Entirely coincidentally, the KDE team released Plasma 6.2 yesterday, the latest release in the well-received 6.x series. As the version number implies, it’s not a groundbreaking release, but it does contain a number of improvements that are very welcome to a few specific, often underserved groups. For instance, 6.2 overhauls the Accessibility settings panel, and ads, among other things, colourblindness filters for a variety of types of colourblindness. This condition affects roughly 8-9% of the population, so it’s an important new feature.
Another group of people served by Plasma 6.2 are artists.
Plasma 6.2 includes a smorgasbord of new features for users of drawing tablets. Open System Settings and look for Drawing Tablet to see various tools for configuring drawing tablets.

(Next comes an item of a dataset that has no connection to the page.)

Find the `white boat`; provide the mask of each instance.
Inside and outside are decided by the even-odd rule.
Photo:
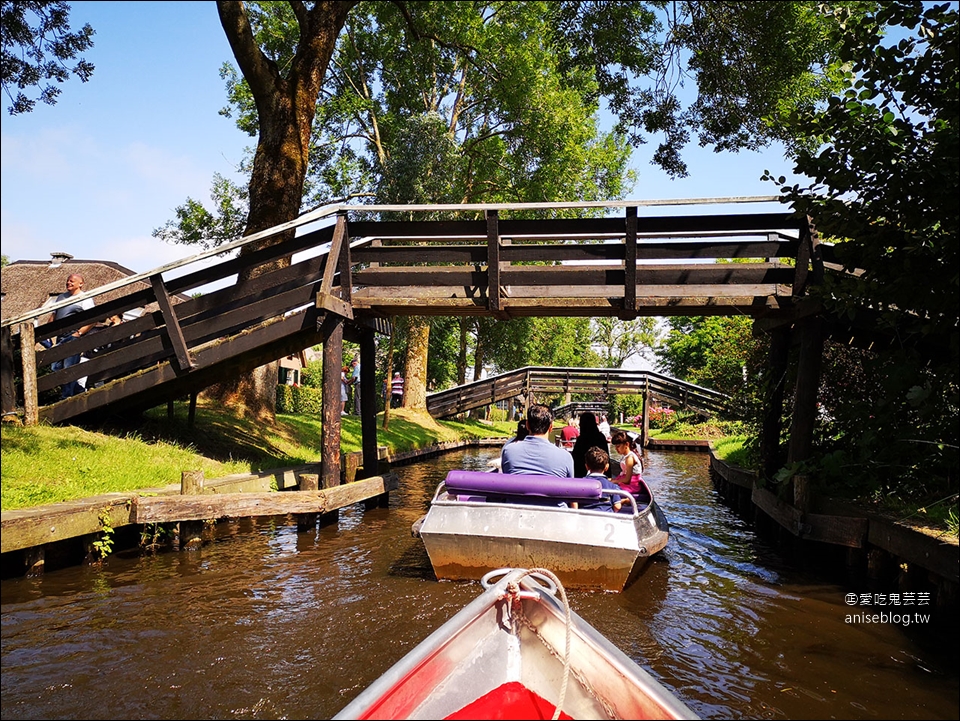
[[[483,585],[334,719],[697,718],[572,612],[549,572],[498,569]]]
[[[622,591],[667,545],[667,519],[643,490],[634,497],[589,478],[451,471],[414,533],[438,579],[539,567],[567,588]],[[620,512],[573,507],[604,494],[622,502]]]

New in Plasma 6.2: a tablet calibration wizard and test mode; a feature to define the area of the screen that your tablet covers (the whole screen or a section); and the option to re-bind pen buttons to different kinds of mouse clicks.
↫ KDE Plasma 6.2 release announcement
Artists and regular users alike can now also enjoy better colour management, more complete HDR support, a tone-mapping feature in Kwin, and much more. Power management has been improved as well, so you can now manage brightness per individual monitor, control which application block going to sleep, and so on. There’s also the usual array of bug fixes, UI tweaks, and so on.
Plasma 6.2 is already available in at least Fedora and openSUSE, and it will find its way to your distribution soon enough, too.